Mitt Romney officially declared himself a Christian today, thus observing the unwritten third qualification to be president. (The Constitution puts forth the other two: at least thirty-five years old, and born in the USA. Sorry, Arnold.)
Romney's guilelessness can be debated elsewhere. It may be unseemly to question someone’s sincerity on a matter of faith, but Romney’s earned it, since he’s as sincere as a whore’s orgasm the rest of the time. As political theater, the speech was unmatched since Lloyd Bentsen told Dan Quayle, “I knew Jack Kennedy, and you’re no Jack Kennedy.” Of course, Bentsen went on to lose the 1988 election behind Michael “Helmet Head” Dukakis, so that might not be the image Romney hoped to convey.
On the surface, Romney’s move is brilliant politics. No one doubts his real audience today was Mike Huckabee, who’s hot right now, and misses no opportunity to coyly diss Romney as a Morman. Romney’s speech leaves Huckabee with a Hobson’s choice: welcome Mitt into the Christian tent, or risk becoming the candidate of exclusion. Tom Tancredo would seem to have that gig pretty well wrapped up, but there’s always room outside today’s Republican tent.
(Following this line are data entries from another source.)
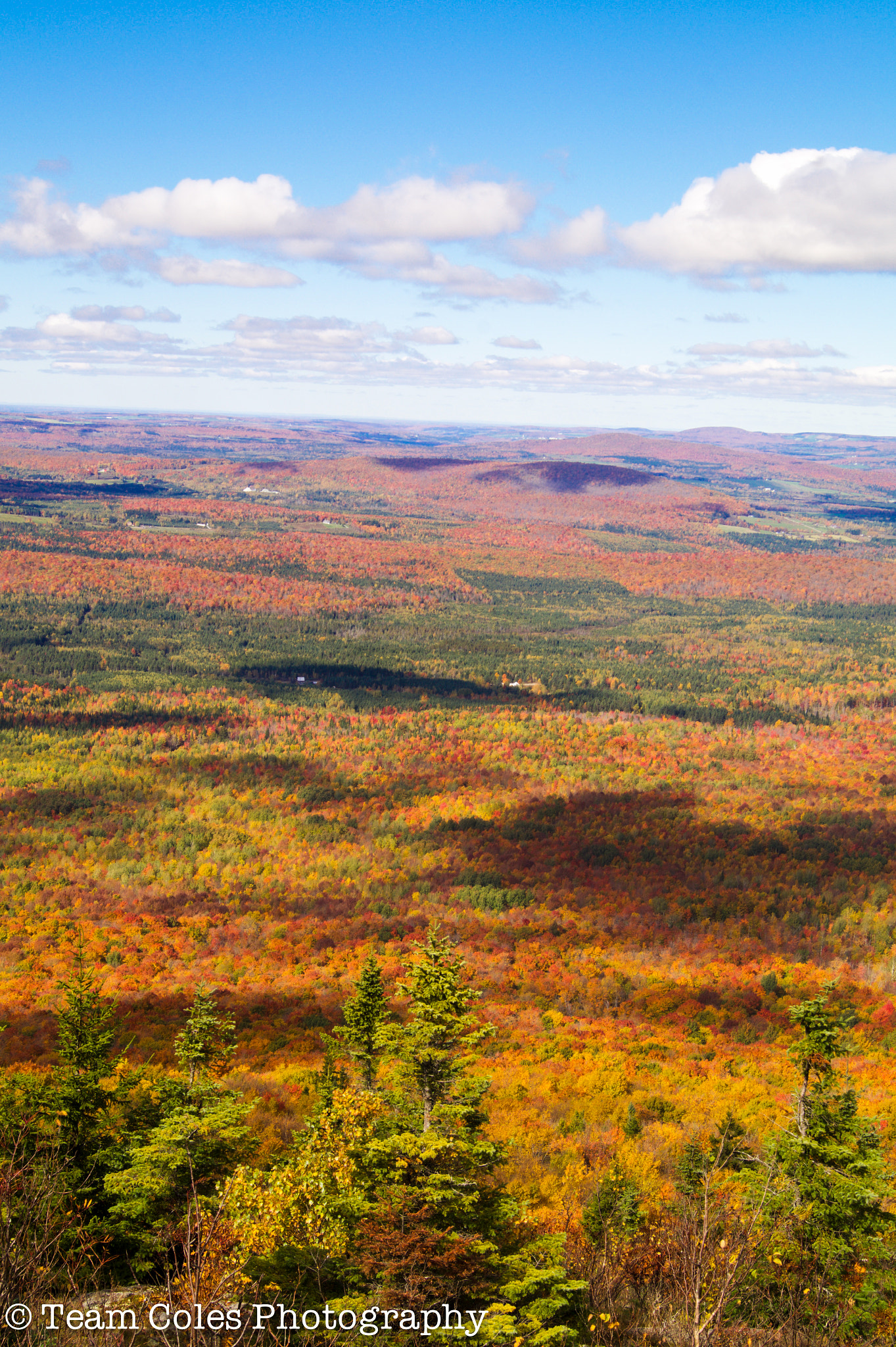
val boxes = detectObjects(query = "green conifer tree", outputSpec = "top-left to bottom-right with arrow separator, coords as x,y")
334,955 -> 389,1090
55,935 -> 116,1180
175,987 -> 237,1090
776,983 -> 896,1340
393,927 -> 494,1131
The real loser in this Romney vs. Huckabee jihad is Rudy Giuliani. He’s dropped off the media radar faster than anyone since Philip Michael Thomas when Miami Vice was cancelled. This might not be a wholly bad thing for Rudy, as most of his recent coverage had been of the Judith Regan-Bernie Kerik “can my associations be any sleazier” variety.
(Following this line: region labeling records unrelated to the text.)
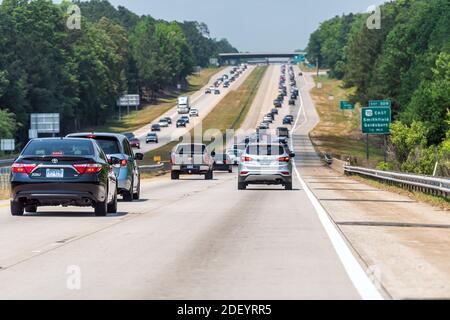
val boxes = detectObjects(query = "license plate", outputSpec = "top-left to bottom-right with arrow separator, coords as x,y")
45,169 -> 64,178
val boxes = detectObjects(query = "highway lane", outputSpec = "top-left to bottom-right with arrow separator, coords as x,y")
0,63 -> 372,299
133,66 -> 254,153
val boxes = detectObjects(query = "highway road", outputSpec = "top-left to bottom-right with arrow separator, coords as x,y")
0,66 -> 382,299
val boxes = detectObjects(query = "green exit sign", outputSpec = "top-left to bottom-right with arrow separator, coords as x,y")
369,100 -> 391,108
340,101 -> 355,110
361,107 -> 392,134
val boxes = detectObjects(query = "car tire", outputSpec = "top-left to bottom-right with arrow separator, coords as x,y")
94,198 -> 108,217
133,180 -> 141,200
107,188 -> 117,213
25,205 -> 37,213
170,171 -> 180,180
11,201 -> 24,216
238,182 -> 247,190
205,170 -> 213,180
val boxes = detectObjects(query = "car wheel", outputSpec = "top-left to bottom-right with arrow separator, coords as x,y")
11,201 -> 24,216
25,205 -> 37,213
133,180 -> 141,200
238,182 -> 247,190
170,171 -> 180,180
107,188 -> 117,213
123,180 -> 134,202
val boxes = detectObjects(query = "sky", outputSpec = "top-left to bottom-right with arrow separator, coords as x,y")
103,0 -> 385,52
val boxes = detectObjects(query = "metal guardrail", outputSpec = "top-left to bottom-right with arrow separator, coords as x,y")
344,166 -> 450,197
I almost feel bad for the Republicans. Romney believes in whatever he thinks will get him elected at the time you ask what he believes. (Sort of the Republican Hillary Clinton, with better hair.) Giuliani has more skeletons in his closet than Alfred Hitchcock. Huckabee may be the nicest guy in the world, but he runs the risk of being the Republicans’ potentially most divisive candidate in the general election. John McCain seems to have just enough support to do what he did in 2000; win a surprise primary, excite people for a few weeks, then pull a Howard Dean. Paul, Tancredo, and Hunter? Come on, that sounds more like a firm of ambulance chasers advertising on TV at 3:00 AM than three potential presidents.
The big implosion could be on the way. “Faith” has become such a litmus test for Republican politicians that the radical right could provoke a discussion it can’t win by waking up the sixty per cent of the population who don’t have strong feelings about it one way or the other. The possibility exists that the Republicans, having opened the Pandora’s box of religion, could nominate a candidate to walk into the biggest defeat since Reagan clipped Mondale in 1984. Not saying it will happen; if it does, you heard it here first.